Mayor Bill Finch, D-Bridgeport, CT: "So there were 3 or 4 buildings, large buildings, where the roofs were just hurled against the next building in sequence."
This is Washington Park. Five acres covering a city block right in the path of the tornado. There are least half-a-dozen stumps like these. Trees that had to be taken down after they were either knocked down or pulled up by the roots by the hundred-mile-an-hour winds.
In all a thousand trees were damaged or destroyed and that's just the beginning. A few more numbers connected to the tornado. 20 city buildings damaged, 2 had to be torn down, 7 are not inhabitable.
Sen. Chris Dodd, D-Connecticut: "Stunning number of people. I didn't realize the number was that high. 700 people, 130 families are displaced but I'm told by the mayor and his team that all of these families are being taken care of. They're being fed. Didn't have to wait days for that to happen. Began to move literally within hours of the events of the afternoon of June 24th."
The Red Cross has been a big help to those who lost their homes.
Diane Auger, Red Cross: "We've made a committment that we will extend the assistance until we know that family has a place to stay of their own. And so what we've asked each family to do is work with our case workers on a regular basis as that changes."
The federal government judges the need for a disaster declaration on the dollar amount of damage done. In order to qualify a county needs to prove at least 2-point-8-million-dollars in damages. The mayor says they are crunching the numbers.

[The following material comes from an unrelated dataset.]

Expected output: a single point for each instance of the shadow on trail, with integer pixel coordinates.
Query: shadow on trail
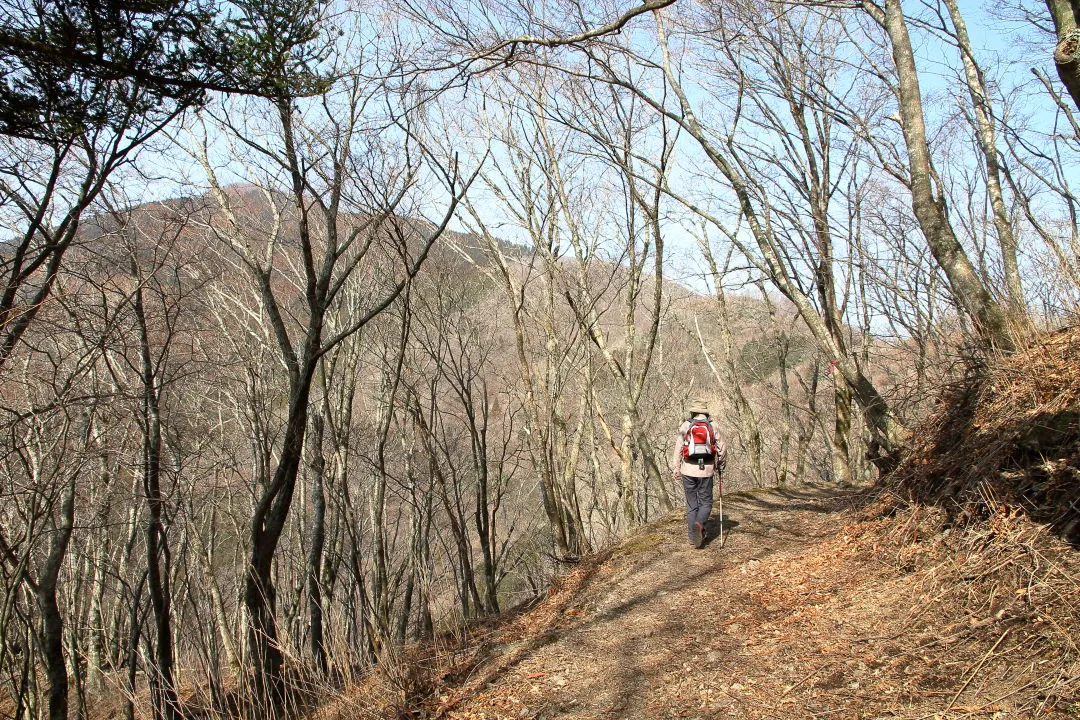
(814, 499)
(752, 519)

Sen. Chris Dodd, D-Connecticut: "It was devastating. It's a tough city in the sense that economics have been hard and many of these families as the mayor just said were some of the poorest in the Bridgeport community. So we need FEMA to recognize don't apply a county standard to us here."
There is no word on how long it will be before they know whether help is forthcoming from the federal government.